La porte ouverte avait commencé à fonctionner. Aujourd’hui, le pays était à nouveau en train de fermer, non pas pour des raisons géopolitiques, mais pour une raison bien plus simple et désespérée : le Malawi avait besoin de liquidités et il manquait d’options.

En octobre 2024, les réserves de change du pays ne couvraient que 2,1 mois d'importations, bien en dessous du minimum de trois mois que le gouvernement lui-même juge adéquat.
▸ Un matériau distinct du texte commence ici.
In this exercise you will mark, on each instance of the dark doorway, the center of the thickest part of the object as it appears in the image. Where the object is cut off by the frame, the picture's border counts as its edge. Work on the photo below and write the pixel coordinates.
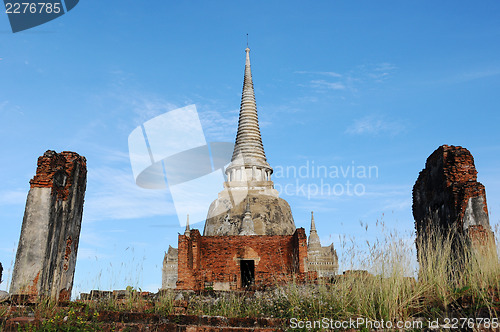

En 2023, la Banque de réserve du Malawi détenait 400 millions de dollars de réserves, contre 600 millions de dollars en 2020. En conséquence, le kwacha du Malawi s'est fortement déprécié, gonflant les coûts d'importation d'environ 20 % pour les grands détaillants. Les exportations ne totalisent que 1 milliard de dollars par an contre 3 milliards d’importations.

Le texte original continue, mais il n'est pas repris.